There are several ways by which telemedicine can applied, but commonly the one everyone favors is the ‘virtual house call’, where the clinic visit happens remotely via an audio-visual interface directly into your home. Not only is this an attractive option for those who are less mobile, it saves on time and money, and in the future may also be able to offer care from the world over.
In a study evaluating the feasibility, participant satisfaction and cost associated with web-based videoconferencing in multiple sclerosis, Robb et al. (see below for the abstract) report that the program is feasible, with 97% participating likely to recommend it. In addition, they report significant cost savings from parking, fuel costs, tolls etc., than face-to-face visits. The quality of the audio-visual connection in a majority was also not bad, with 94% reporting that connecting via telemedicine was easy. Although, not statistically different, 91% said that they were very likely or likely to return for a telemedicine visit compared with 100% for a face-to-face visit.
Some of the participant comments are listed below:
|a) Best Parts of Telemedicine Visit|
|“No drive time, parking fees or lost wages from my husband bringing me to the appointment”|
|“Not having to drive 6 h round trip to see a specialist”|
|“The convenience of meeting with my doctor from my home”|
|Equivalence to in-clinic visits|
|“How similar it actually is to an office visit”|
|“I believe it is a great alternative to an office visit.”|
|“I was happy with the virtual house call and hope it is something that will be used more in the future.”|
|“I can see this being a revolutionary step in medicine!”|
|b) Areas for Improvement of Virtual House Calls|
|“I need a better web cam.”|
|“The patient, if necessary, needs to have plenty of space to move with a camera that is adjustable.”|
|“I need to prop up my Notebook [and] made sure it’s 100% charged prior to the call.”|
|“We had a slight problem connecting, but I just called [the neurologist] directly and we connected within minutes.”|
|Non-Replacement of In-Clinic Visits|
|“While useful for “off-schedule” visits, I don’t think this type of interaction can replace the live, one on one visit with the doctor on an annual basis for a proper and thorough MS evaluation.”|
Although, this study was performed in the US, I doubt the findings would be very different from other parts of the developed world. I am, however, slightly concerned about the legislative issues with regard to the technology, but don’t foresee this as huge hurdle.

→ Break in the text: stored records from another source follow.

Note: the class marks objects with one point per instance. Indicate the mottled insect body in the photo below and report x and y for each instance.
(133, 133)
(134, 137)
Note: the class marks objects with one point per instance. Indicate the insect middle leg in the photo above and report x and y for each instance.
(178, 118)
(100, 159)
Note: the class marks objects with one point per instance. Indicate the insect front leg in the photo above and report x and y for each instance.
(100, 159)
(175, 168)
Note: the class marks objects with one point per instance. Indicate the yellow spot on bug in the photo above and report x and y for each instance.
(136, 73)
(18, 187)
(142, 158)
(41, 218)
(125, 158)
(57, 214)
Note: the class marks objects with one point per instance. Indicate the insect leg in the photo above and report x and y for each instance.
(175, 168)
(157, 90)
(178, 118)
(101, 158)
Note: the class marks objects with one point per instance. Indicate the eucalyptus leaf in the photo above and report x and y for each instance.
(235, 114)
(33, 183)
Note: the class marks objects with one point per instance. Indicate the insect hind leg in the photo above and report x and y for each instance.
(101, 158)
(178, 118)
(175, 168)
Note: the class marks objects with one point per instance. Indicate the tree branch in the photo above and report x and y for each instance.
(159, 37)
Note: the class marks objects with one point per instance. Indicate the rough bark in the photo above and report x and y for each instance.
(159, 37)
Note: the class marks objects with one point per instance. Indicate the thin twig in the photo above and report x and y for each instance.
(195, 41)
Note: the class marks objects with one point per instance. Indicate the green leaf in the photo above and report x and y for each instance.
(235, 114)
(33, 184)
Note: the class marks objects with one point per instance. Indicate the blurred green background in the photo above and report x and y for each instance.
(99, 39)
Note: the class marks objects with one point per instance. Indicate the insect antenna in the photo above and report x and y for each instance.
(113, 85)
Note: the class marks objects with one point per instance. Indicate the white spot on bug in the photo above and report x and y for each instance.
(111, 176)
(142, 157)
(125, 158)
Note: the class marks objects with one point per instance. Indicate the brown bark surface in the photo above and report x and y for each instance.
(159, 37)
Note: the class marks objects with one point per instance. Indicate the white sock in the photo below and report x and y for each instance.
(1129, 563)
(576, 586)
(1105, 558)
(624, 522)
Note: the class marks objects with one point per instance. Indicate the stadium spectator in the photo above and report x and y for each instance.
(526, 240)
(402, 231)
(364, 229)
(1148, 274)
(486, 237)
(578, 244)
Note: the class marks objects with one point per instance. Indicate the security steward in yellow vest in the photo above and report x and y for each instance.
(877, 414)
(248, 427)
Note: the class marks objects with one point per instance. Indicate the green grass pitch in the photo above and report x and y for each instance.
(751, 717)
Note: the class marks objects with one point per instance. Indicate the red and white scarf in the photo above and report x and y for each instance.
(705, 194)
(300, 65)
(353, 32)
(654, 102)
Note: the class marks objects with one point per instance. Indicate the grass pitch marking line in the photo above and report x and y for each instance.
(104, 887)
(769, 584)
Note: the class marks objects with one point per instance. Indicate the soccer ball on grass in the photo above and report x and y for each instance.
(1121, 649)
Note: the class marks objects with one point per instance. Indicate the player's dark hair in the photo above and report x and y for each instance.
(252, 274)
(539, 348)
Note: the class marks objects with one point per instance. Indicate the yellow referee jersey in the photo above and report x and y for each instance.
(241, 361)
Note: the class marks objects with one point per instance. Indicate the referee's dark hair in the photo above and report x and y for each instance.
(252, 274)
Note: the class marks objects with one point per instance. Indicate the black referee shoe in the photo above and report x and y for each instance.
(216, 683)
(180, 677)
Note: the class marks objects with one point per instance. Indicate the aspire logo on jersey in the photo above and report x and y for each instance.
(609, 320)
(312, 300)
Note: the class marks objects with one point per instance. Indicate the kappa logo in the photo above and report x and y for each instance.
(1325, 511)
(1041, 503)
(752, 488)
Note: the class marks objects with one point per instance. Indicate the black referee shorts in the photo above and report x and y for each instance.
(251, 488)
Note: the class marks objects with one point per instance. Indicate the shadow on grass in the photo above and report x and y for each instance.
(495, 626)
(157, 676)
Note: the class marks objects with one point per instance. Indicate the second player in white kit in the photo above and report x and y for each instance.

Mult Scler Relat Disord. 2019 May 6;36:101258. doi: 10.1016/j.msard.2019.05.001. [Epub ahead of print]
Comparison of telemedicine versus in-person visits for persons with multiple sclerosis: A randomized crossover study of feasibility, cost, and satisfaction.
Telemedicine, the remote delivery of health care services, increases access to care for patients with mobility or geographic limitations. Virtual house calls (VHCs) are one type of telemedicine in which clinical visits are conducted remotely using an audio-visual connection with the patient at home. Use of VHCs is more established in other neurologic disorders but is only recently being formally evaluated in multiple sclerosis (MS). This randomized crossover study systematically assessed VHCs compared with in-clinic visits in persons with MS.
Recruitment occurred in a university based MS clinic. Each subject completed one VHC and one in-clinic follow-up visit. A 1:1 randomization determined whether the VHC or in-clinic follow-up visit occurred first. Baseline surveys included demographics and MS history; post-visit surveys elicited subject responses regarding each visit type to assess feasibility, satisfaction, and cost differences. Outcomes were compared using t-tests for continuous variables and Fisher’s exact test for proportions.
Thirty-six participants completed both study visits and both post-visit surveys. VHC feasibility was demonstrated by a lack of statistically significant difference in the number of completed VHCs as compared with in-clinic visits. VHCs provided both cost and time savings to participants. The majority of participants reported that they would recommend telemedicine visits to others (97.1%) and rated it easy to connect via telemedicine (94.3%). In qualitative comments, participants expressed appreciation for VHCs due to convenience and similarity to in-clinic visits.
VHCs were found to be feasible, cost-effective, and appealing to persons with MS and physicians, supporting their utility as a care delivery method for MS.